Alessi hadn’t ever performed onstage before. But this true story became a show, with music and uplifting encouragement about embracing your passion. It premiered on the Fringe circuit in 2018, and has been travelling, to theatres and festivals, ever since.
And this is even more heartwarming: Alessi, who’s in his sixties, has donated 100 per cent of the nearly $1 million he’s raised so far to theatre and music charities wherever he goes. As billed, “it’s more than a show, it’s a movement.”
Alessi brings his fund-raising show to Workshop West’s Gateway Theatre for five performances Wednesday through Sunday. Tickets: workshopwest.org.

Kelly Holiff in Disney’s Frozen: The Broadway Musical, Citadel Theatre and Grand Theatre. Photo by Nanc Price.
•If you want the gelato in your veins melted, Disney’s Frozen: The Broadway Musical at the Citadel could easily get you there. A stage adaptation of one of Disney’s hottest animation properties, it’s actually about the melt, since an ice queen is rescued from her own cryogenic super-powers by the force of sisterly love, and some powerhouse singing. Rachel Peake’s spectacular production, a collaboration between the Citadel and the Grand Theatre, knows a lot about the theatrical pluses of snow and ice and blizzards. Nearly as much as we do. Have a peek at the review. It runs through March 2. Tickets: citadeltheatre.com, 780-425-1820

Eli Yaschuk, Nina Vanderham, Aidan Laudersmith in The Noon Witch, Teatro Live! Photo supplied.
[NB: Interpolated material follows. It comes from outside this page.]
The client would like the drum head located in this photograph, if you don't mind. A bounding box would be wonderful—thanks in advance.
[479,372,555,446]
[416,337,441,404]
•And opening this week, a tempting comedy about temptation from Teatro Live! The Noon Witch, a revival of Stewart Lemoine’s 1995 comedy, is inspired by an eccentric Hungarian folk tale about a witch who operates under the midday sun, and lures young men to their watery doom by offering them fatty snacks so they sink. The production directed by the playwright introduces four up-and-comers, a new generation of theatre talent, along with the experienced Teatro star Michelle Diaz. Meet Eli Yaschuk, one of the quartet of newcomers, in a preview. The show runs Friday through March 9. Tickets: teatrolive.com.
•A Midsummer Night’s Dream: the 70s musical, a new creation by Daryl Cloran and Kayvon Khoskam, starts previews Saturday at the Citadel. More about this show in an upcoming post.